To deploy these updates, run the following command:

aws cloudformation deploy \
    --stack-name one-click-backend \
    --template-file backend.yaml \
    --parameter-overrides CognitoPoolArn=$cognitoPoolArn ContainerURI=$containerUrl \
    --capabilities CAPABILITY_IAM

Testing the Final Product

Use your CloudFront URL to access the website part of your application. You should see "Login" and "Fetch Data" buttons.

Open the developer console and click "Fetch data." You should receive an error, because JWT is not found.

Now, click "login" and go through the login process. A successful login should result in a lot of data being printed to your console, it's your JWT.

The id_token is the value that will be used to query our protected backend.
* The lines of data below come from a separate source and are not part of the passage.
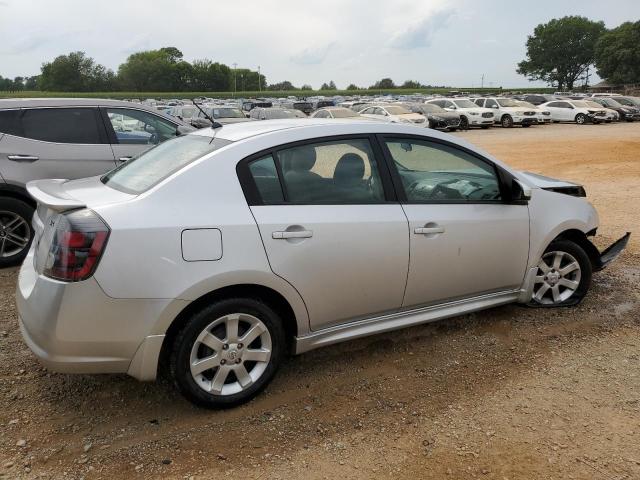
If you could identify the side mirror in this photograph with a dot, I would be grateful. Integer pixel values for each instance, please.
(520, 191)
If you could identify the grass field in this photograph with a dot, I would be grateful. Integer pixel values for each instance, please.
(267, 93)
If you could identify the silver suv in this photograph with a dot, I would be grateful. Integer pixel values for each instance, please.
(65, 138)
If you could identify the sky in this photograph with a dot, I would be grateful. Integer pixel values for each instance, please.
(435, 42)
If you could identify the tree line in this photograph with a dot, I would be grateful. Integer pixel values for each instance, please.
(562, 51)
(162, 70)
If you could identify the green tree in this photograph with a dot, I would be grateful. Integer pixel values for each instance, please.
(160, 70)
(411, 84)
(560, 52)
(384, 84)
(618, 54)
(75, 72)
(282, 86)
(207, 76)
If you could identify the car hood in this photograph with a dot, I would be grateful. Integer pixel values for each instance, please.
(541, 181)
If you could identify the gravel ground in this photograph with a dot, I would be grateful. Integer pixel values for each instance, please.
(508, 393)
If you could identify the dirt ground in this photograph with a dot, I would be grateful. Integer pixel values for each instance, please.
(508, 393)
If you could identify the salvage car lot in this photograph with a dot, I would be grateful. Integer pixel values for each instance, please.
(510, 392)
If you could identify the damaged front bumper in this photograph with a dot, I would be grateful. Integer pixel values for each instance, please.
(610, 253)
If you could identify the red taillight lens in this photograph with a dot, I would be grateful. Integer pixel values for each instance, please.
(78, 242)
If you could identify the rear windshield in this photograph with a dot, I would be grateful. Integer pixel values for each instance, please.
(153, 166)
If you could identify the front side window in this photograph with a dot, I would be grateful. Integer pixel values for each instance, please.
(153, 166)
(338, 172)
(139, 127)
(62, 125)
(432, 173)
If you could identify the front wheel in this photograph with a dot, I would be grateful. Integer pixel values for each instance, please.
(227, 353)
(506, 121)
(16, 231)
(564, 275)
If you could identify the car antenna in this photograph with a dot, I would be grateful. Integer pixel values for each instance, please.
(214, 124)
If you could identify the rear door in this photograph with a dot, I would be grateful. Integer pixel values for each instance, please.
(60, 142)
(331, 228)
(133, 131)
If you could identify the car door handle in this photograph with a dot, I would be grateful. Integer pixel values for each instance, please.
(428, 230)
(23, 158)
(292, 234)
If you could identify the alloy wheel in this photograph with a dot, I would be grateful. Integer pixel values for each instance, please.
(15, 234)
(230, 354)
(557, 278)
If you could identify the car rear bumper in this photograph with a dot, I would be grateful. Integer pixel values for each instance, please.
(77, 328)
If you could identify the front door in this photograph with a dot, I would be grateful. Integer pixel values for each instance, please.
(465, 241)
(329, 228)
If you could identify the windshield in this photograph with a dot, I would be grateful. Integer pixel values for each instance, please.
(227, 113)
(397, 110)
(464, 103)
(506, 102)
(343, 113)
(153, 166)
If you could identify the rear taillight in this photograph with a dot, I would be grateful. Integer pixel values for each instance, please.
(77, 244)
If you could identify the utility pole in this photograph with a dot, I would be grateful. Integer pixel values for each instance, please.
(235, 85)
(259, 80)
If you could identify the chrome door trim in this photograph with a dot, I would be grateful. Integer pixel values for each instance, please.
(394, 321)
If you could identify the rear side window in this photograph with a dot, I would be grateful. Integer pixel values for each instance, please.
(10, 122)
(62, 125)
(153, 166)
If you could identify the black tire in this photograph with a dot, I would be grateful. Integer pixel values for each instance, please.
(180, 355)
(10, 209)
(586, 270)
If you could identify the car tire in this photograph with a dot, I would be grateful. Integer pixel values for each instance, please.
(16, 231)
(233, 378)
(506, 121)
(563, 277)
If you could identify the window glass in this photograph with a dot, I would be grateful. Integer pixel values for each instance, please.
(10, 122)
(265, 176)
(432, 172)
(153, 166)
(331, 172)
(61, 125)
(139, 127)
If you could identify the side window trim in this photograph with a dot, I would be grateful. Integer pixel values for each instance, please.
(399, 187)
(252, 195)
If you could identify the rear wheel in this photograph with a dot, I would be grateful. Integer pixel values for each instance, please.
(16, 231)
(227, 353)
(564, 275)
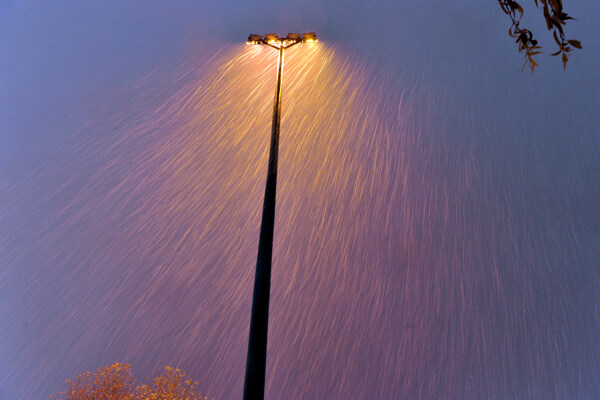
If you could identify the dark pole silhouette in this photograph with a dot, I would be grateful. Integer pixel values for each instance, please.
(256, 362)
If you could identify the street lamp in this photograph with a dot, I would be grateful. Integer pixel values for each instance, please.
(254, 383)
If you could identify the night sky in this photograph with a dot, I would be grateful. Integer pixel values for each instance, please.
(437, 232)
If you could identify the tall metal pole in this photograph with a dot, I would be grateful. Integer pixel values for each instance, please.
(256, 363)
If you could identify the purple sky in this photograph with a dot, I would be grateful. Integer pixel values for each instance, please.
(437, 224)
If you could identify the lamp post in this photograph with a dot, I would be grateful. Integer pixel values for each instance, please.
(256, 362)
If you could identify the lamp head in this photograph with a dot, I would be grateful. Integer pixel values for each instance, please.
(254, 39)
(271, 38)
(309, 37)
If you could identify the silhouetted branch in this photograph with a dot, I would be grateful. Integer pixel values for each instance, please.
(555, 17)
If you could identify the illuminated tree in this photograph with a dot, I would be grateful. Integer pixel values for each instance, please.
(555, 18)
(115, 382)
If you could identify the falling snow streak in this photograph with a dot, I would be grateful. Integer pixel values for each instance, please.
(416, 253)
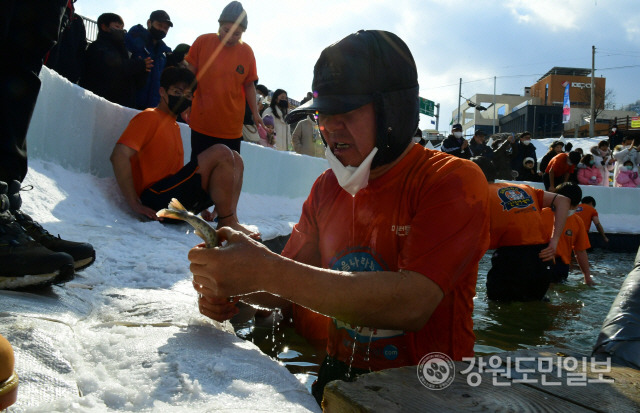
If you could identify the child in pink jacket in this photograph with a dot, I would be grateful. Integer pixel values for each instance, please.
(628, 176)
(588, 173)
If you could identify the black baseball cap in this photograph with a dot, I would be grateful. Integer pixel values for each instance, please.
(352, 71)
(160, 16)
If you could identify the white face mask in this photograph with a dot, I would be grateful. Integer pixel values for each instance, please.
(350, 178)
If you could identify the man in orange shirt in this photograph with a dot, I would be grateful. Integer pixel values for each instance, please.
(559, 169)
(520, 265)
(148, 160)
(574, 237)
(367, 251)
(226, 70)
(587, 211)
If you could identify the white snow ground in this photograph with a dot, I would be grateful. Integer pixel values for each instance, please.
(125, 334)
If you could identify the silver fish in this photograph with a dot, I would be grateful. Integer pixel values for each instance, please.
(202, 227)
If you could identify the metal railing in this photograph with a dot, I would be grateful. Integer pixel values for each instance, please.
(91, 27)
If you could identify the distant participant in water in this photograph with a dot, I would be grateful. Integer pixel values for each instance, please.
(604, 160)
(555, 148)
(523, 251)
(574, 237)
(560, 169)
(586, 210)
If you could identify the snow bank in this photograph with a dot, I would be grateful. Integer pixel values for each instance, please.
(77, 129)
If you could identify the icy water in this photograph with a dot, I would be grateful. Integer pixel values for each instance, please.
(571, 319)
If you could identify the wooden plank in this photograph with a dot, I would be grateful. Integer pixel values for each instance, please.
(399, 390)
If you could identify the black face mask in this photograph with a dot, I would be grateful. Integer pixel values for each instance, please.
(178, 104)
(157, 34)
(118, 35)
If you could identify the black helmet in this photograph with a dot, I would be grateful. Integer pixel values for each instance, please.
(369, 66)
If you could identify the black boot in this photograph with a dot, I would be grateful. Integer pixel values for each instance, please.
(83, 253)
(24, 262)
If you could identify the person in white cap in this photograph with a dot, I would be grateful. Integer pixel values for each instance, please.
(225, 68)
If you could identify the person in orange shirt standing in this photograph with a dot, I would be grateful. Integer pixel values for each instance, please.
(574, 237)
(559, 169)
(148, 161)
(523, 250)
(225, 68)
(587, 211)
(397, 283)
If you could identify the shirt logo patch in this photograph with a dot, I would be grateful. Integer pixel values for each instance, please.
(514, 197)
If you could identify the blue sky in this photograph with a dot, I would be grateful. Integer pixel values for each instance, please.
(517, 41)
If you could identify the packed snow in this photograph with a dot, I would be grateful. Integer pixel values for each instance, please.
(126, 334)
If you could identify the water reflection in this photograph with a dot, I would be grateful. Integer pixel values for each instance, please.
(571, 319)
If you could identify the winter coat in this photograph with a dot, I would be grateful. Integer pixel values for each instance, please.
(110, 73)
(67, 56)
(589, 175)
(283, 133)
(628, 179)
(453, 146)
(480, 149)
(140, 43)
(544, 162)
(520, 152)
(623, 154)
(602, 163)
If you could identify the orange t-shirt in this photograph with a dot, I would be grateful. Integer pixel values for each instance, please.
(586, 212)
(515, 215)
(560, 165)
(155, 135)
(219, 101)
(574, 237)
(428, 214)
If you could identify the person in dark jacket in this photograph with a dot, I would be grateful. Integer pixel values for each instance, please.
(615, 137)
(147, 42)
(523, 149)
(67, 56)
(478, 147)
(109, 72)
(555, 148)
(455, 144)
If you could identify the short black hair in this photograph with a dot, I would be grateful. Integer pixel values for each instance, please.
(571, 191)
(174, 75)
(262, 89)
(574, 157)
(108, 18)
(487, 166)
(589, 200)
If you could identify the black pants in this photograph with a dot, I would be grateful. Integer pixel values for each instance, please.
(331, 370)
(201, 142)
(29, 28)
(518, 274)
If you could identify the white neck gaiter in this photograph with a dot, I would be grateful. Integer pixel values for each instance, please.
(350, 178)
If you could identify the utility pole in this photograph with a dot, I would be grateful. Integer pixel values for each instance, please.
(459, 94)
(592, 122)
(494, 105)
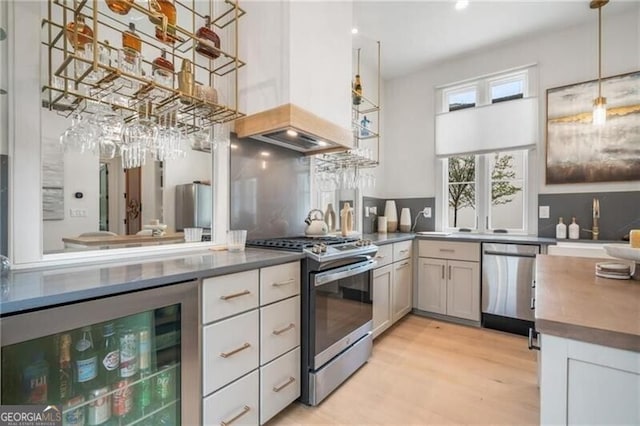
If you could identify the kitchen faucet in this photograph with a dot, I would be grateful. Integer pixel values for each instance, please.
(595, 209)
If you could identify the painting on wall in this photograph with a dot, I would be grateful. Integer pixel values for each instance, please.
(52, 180)
(580, 152)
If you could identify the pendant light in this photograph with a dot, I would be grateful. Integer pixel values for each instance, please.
(599, 103)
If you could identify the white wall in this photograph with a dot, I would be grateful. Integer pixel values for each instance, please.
(563, 57)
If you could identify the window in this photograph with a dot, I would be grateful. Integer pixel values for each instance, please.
(461, 190)
(507, 190)
(460, 98)
(491, 186)
(508, 88)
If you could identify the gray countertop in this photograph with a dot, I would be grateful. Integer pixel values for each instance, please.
(392, 237)
(40, 288)
(491, 238)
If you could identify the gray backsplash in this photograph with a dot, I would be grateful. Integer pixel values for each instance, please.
(370, 224)
(269, 189)
(619, 213)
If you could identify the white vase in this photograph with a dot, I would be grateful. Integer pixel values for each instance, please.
(391, 213)
(405, 220)
(382, 225)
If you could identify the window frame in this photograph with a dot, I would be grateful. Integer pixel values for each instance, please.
(446, 93)
(492, 82)
(483, 182)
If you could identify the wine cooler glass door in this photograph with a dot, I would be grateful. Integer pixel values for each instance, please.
(104, 367)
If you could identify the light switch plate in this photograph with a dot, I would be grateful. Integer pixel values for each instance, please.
(543, 212)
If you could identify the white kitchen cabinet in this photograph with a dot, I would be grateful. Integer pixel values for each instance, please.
(585, 383)
(449, 279)
(432, 285)
(251, 344)
(382, 282)
(402, 289)
(392, 285)
(463, 289)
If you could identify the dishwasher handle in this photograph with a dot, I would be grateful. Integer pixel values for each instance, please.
(506, 254)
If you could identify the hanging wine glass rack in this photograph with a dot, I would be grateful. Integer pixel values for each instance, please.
(360, 157)
(74, 81)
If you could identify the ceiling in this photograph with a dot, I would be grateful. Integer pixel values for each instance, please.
(415, 34)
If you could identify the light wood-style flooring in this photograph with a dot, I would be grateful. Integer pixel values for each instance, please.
(425, 372)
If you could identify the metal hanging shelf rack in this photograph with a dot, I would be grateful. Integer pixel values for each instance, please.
(68, 91)
(354, 158)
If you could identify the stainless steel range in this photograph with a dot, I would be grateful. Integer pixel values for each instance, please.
(336, 309)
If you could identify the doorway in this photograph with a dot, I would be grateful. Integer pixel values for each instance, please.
(133, 203)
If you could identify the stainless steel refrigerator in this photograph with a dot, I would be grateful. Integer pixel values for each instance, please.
(194, 206)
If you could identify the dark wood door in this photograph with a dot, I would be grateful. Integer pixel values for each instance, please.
(133, 199)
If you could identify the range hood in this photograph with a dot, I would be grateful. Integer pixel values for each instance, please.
(295, 128)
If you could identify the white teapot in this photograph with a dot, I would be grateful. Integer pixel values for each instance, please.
(316, 225)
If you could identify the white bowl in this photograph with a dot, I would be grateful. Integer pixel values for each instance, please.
(623, 251)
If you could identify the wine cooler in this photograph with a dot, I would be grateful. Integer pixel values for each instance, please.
(130, 359)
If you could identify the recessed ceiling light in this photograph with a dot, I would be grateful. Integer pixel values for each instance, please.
(462, 4)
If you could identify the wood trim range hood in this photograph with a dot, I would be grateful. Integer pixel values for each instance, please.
(296, 87)
(295, 128)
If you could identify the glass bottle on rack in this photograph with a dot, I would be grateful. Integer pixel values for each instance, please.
(86, 361)
(209, 43)
(163, 13)
(356, 95)
(121, 7)
(78, 33)
(162, 70)
(131, 42)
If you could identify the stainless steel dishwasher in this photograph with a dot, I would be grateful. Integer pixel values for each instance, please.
(508, 280)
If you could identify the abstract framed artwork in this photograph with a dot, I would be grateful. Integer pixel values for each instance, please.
(579, 151)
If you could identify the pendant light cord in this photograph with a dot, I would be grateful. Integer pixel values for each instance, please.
(600, 52)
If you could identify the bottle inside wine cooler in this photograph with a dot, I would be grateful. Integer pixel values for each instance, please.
(110, 355)
(34, 379)
(65, 379)
(86, 361)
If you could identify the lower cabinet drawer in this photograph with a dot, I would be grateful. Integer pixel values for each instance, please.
(279, 328)
(236, 404)
(279, 384)
(229, 350)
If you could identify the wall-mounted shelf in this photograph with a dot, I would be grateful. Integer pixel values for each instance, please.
(74, 80)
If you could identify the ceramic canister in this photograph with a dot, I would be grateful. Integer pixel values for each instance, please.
(405, 220)
(392, 215)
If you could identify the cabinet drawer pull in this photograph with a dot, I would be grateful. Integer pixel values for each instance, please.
(282, 330)
(233, 296)
(284, 385)
(247, 345)
(281, 283)
(244, 411)
(531, 345)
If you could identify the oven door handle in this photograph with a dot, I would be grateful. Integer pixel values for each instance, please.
(347, 271)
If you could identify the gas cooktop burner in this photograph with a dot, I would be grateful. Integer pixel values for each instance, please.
(299, 243)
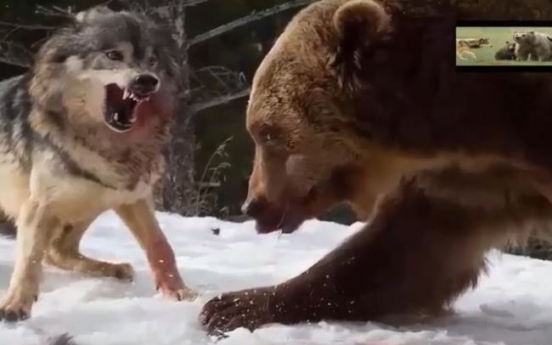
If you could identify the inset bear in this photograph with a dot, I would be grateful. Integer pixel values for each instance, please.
(508, 52)
(532, 44)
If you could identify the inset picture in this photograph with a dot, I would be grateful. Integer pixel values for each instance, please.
(492, 46)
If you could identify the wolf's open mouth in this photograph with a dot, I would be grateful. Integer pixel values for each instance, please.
(120, 106)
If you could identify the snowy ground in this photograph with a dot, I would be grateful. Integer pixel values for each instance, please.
(512, 306)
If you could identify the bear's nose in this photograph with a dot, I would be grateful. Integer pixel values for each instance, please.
(252, 207)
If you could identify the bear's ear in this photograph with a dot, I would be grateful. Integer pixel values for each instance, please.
(358, 25)
(361, 21)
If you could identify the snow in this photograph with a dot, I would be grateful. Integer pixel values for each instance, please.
(511, 306)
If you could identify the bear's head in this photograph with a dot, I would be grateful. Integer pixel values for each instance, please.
(524, 37)
(309, 155)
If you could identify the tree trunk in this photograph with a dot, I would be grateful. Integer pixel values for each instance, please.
(176, 191)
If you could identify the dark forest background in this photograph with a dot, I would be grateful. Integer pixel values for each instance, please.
(221, 43)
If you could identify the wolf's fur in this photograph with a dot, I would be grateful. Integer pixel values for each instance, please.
(463, 50)
(61, 164)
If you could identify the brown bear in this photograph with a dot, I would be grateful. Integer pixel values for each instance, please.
(533, 45)
(507, 52)
(359, 101)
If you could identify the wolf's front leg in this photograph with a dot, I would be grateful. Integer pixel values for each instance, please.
(140, 219)
(35, 225)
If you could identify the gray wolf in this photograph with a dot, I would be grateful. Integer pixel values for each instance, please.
(82, 133)
(358, 102)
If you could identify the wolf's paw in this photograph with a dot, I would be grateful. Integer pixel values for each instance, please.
(122, 271)
(16, 305)
(171, 286)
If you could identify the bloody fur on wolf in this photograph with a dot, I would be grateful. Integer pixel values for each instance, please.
(359, 101)
(82, 133)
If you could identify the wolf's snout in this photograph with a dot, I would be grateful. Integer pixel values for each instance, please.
(144, 84)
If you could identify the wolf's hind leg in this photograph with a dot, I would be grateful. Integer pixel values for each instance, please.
(35, 226)
(64, 253)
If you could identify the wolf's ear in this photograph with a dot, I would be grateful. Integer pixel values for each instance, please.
(92, 14)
Click "Fetch data" one more time, and you should receive data from your backend on your HTML page: {"id":9,"content":"Hello, World!"}

Well done! We're almost ready with all the components for a production-ready CFN template.

Summary

In this article, we demonstrated how to securely connect authentication, backend, and frontend components using a CloudFormation template for a Single Page Application (SPA). We covered updates to the Frontend and Backend templates, the integration of AWS Cognito with API Gateway for authorization, and testing the final product. By the end of this tutorial, you should have a secure and nearly production-ready SPA setup.

In the next part, we'll present your final script that can perform a "one-click" deployment of our application.